一昨日、東北ケズィックの決起祈祷会が、仙台青葉荘教会で行われました。
聖協団 宮城聖書教会の田中時雄先生が、メッセージを取り次いで下さいました。震災の時、先生の教会も被害に遭い、教会の一階部分が津波に浸かってしまい、先生は二階で生活をしたため、一週間行方不明になってまったのです。
次の日、何とか助かろうと、先生ご夫妻で津波の中を歩いて行きましたが、その内心臓がどきどきして、このままでは死んでしまうと思って、教会に戻ったのです。その時は、二人とも震えが止まらなかったそうです。それは、ただ寒いからだけではなく、死の恐れで、震えが止まらなかったというのです。
それに、津波の中を歩いた時に、脇腹を打ってしまい、肋骨が二本折れてしまったのです。3日目の夜、布団の中でその痛みに絶えきれずに、涙を流しながら「神様、どうしてこんなことになったのですか。」と祈っていた時に、十字架の主が、夢の中に現れたそうです。
その夢の中に現れたイエス様を見た時ハッと気付かせられたのです。「私は脇腹を痛めて苦しんでいるが、イエス様はあの十字架で、私たちの罪のために、苦しまれた。その苦しみに比べたら、私の苦しみは、取るに足りないものだ。」そう思った時、涙が止めどもなく流れたました。それは、苦しみや痛みの涙ではなく、感謝の涙でした。
それから、今日まで4年が経とうとしています。時々あの時の恐ろしい経験を思い出しては、うなされる夜を過ごすことがあったそうですが、十字架の主が共にいて下さるというあの時の経験が、先生を支え続けてくれたとおっしゃっておられました。
この神様が共にいてくださるということが分かったときヤコブは17節でこう言っています。
「そして、恐れおののいて言った。「ここは、なんと畏れ多い場所だろう。これはまさしく神の家である。そうだ、ここは天の門だ。」
ヤコブが、誰も住んでいないと思っていた、孤独な場所、真っ暗な場所が実は、「神の家」だったのです。
私たちの人生の中にもそのような荒野があるかもしれません。そして、そのような荒野の中で、私は神様からも人からも見捨てられたように感じることがあるかもしれません。

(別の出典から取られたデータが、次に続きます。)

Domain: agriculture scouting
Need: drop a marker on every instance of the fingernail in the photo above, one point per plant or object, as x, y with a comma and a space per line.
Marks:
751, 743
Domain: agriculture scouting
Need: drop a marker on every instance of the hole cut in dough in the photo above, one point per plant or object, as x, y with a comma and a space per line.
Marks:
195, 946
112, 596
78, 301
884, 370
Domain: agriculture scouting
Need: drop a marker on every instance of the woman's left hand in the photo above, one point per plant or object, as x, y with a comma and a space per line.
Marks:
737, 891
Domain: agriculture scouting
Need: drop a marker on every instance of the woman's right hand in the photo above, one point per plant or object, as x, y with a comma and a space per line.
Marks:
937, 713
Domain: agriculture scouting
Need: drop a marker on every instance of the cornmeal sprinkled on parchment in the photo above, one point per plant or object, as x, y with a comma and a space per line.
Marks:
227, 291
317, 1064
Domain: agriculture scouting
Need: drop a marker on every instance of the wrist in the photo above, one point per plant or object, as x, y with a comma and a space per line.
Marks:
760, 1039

けれども、そのような人生にこそ、主が共にいてくださるのです。そして、神様が共にいて下さる場所が「神の家」なのです。
(3)神様への応答
ヤコブが、主に祝福の約束を与えられたときに2つの応答をしています。
①記念の柱を立てた。(18~19節)
「ヤコブは次の朝早く起きて、枕にしていた石を取り、それを記念碑として立て、先端に油を注いで、
その場所をベテル(神の家)と名付けた。ちなみに、その町の名はかつてルズと呼ばれていた。」
ヤコブは主が共にいてくださるという事を知ったとき、それを記念として、まくらにしていた石をたてて柱として、油を注いで聖別しました。そして、その地をベテル(神の家)と名付けたのです。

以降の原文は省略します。